RE2 looks like Perl/PCRE but with two notable differences:
- No backreferences (
\1,\2). - No lookaround (
(?=...),(?!...),(?<=...),(?<!...)).
In return, matching runs in linear time. A bad pattern cannot stall the validator the way it can with PCRE.
Regex matches are substring matches
The matcher uses MatchString, which looks for the pattern anywhere in the value. To require a full-string match, anchor with ^ and $. Without anchors, /admin as a regex matches /v2/admin/users too.
(?i)bot|crawler|spider matches anywhere in the UA, any case
^/admin(/|$) path is /admin, or starts with /admin/
^Mozilla/5\.0 \(.*Linux literal dot, parens are escaped
[a-z]{3,8} three to eight lowercase letters
(?P<vendor>googlebot) named capture (works in RE2)For case-insensitive matching, use the inline flag (?i) at the start of the pattern. Patterns that fail to compile are rejected at save time, and the rule is skipped at runtime if compilation ever fails. The compile error appears in the rule editor.
cidr
Available for ip. Uses Go's net.ParseCIDR. IPv4 and IPv6 both work.
192.168.0.0/16
10.0.0.0/8
2001:db8::/32Directives
A rule must set at least one directive. Each directive slot is filled by the first matching rule and cannot be overwritten.

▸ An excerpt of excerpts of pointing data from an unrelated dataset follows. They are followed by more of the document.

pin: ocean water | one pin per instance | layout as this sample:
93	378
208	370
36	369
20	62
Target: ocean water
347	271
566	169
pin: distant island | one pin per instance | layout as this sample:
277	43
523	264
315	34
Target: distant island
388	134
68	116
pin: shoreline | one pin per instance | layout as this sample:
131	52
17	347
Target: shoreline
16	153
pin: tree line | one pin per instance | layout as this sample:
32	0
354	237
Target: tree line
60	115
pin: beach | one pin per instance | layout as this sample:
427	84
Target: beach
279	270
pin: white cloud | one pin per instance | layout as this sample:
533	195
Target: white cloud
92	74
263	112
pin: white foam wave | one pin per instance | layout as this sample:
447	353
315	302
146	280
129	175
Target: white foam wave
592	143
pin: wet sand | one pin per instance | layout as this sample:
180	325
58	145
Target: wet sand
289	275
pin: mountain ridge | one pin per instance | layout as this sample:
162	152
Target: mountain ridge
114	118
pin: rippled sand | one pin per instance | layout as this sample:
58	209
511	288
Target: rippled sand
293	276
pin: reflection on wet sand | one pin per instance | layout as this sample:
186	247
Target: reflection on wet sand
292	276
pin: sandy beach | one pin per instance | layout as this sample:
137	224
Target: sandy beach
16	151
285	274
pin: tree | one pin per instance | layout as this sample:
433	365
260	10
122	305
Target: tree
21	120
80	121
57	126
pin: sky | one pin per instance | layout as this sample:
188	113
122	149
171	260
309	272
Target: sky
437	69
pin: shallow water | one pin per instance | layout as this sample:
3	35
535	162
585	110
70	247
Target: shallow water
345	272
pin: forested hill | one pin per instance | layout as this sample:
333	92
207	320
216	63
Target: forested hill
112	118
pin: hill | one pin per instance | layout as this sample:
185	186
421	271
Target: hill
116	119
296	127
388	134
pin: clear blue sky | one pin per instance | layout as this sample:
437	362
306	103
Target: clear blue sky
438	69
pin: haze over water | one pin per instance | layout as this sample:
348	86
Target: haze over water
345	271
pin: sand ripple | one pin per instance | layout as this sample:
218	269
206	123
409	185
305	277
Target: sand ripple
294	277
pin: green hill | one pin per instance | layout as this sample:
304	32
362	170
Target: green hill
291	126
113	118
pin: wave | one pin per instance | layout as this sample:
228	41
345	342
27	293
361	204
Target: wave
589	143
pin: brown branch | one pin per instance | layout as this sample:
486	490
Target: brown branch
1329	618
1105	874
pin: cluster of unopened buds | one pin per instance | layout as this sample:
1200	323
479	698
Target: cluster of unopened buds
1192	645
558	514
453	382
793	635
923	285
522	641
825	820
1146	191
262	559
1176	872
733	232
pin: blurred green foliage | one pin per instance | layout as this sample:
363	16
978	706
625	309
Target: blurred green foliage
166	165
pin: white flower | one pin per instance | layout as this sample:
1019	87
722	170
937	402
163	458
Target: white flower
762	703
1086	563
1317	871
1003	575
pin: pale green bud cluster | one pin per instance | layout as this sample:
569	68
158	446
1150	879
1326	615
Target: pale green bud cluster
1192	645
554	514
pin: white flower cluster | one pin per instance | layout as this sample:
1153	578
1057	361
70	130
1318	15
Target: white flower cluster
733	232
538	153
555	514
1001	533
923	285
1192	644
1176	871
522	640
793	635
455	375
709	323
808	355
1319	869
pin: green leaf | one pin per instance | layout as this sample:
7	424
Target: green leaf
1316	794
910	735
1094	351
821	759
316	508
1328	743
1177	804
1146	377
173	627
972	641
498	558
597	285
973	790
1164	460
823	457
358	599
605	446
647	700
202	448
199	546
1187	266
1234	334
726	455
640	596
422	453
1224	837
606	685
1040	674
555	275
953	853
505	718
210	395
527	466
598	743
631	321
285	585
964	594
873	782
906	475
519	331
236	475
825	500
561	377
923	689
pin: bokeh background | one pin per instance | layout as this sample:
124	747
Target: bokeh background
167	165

| Directive | Values | Effect |
|---|---|---|
verdict | allow, block | Final decision. allow lets the request through. block returns a 403 (or your configured block response). |
bot_detect | off, low, normal, high | Bot-detection sensitivity. off skips scoring. high is the strictest threshold. |
rate_limit | object | Per-scope budget. Fields: max_requests, window_seconds, scope (session, ip, or session_or_ip), phase (currently only pre). |
monitor | true, false | When true, the rule logs its decision but does not change the verdict. Use it to shadow-test new rules. |
challenge | { kind: string } | Issue an interactive challenge of the given kind. Only fires for non-allowed verdicts. |
Examples
Block obvious scraping clients on the checkout
{
"priority": 100,
"when_matcher": {
"url": { "kind": "glob", "value": "/checkout/**" },
"ua": { "kind": "regex", "value": "(?i)curl|wget|python-requests|httpie" }
},
"set_directives": { "verdict": "block" }
}Always allow verified search engines, no scoring
{
"priority": 50,
"when_matcher": {
"crawler": {
"identified": true,
"verified": true,
"category": "search"
}
},
"set_directives": {
"verdict": "allow",
"bot_detect": "off"
}
}Rate-limit the public API per IP
{
"priority": 200,
"when_matcher": {
"url": { "kind": "glob", "value": "/api/v1/**" }
},
"set_directives": {
"rate_limit": {
"max_requests": 60,
"window_seconds": 60,
"scope": "ip",
"phase": "pre"
}
}
}Shadow-test a new block rule for a week
{
"priority": 80,
"note": "Trial run for AI-agent block, 2026-05",
"when_matcher": {
"crawler": { "identified": true, "category": "ai_agent" }
},
"set_directives": { "verdict": "block", "monitor": true }
}Default fallback at the bottom
{
"priority": 9999,
"when_matcher": { "is_default": true },
"set_directives": { "bot_detect": "normal" }
}Common mistakes
- Forgetting to anchor a regex.
/adminmatches/v2/admin/users. Use^/admin(/|$)if you mean only/adminand its sub-paths. - Treating
.as a literal dot. In regex,.is any character. Escape it as\.inside hostnames or paths. - Confusing
*and**in globs.*does not cross the/separator. Use**for nested paths. - Trying to use lookaround or backreferences. RE2 does not support them. Split the matcher into a glob plus a second clause, or rewrite the pattern.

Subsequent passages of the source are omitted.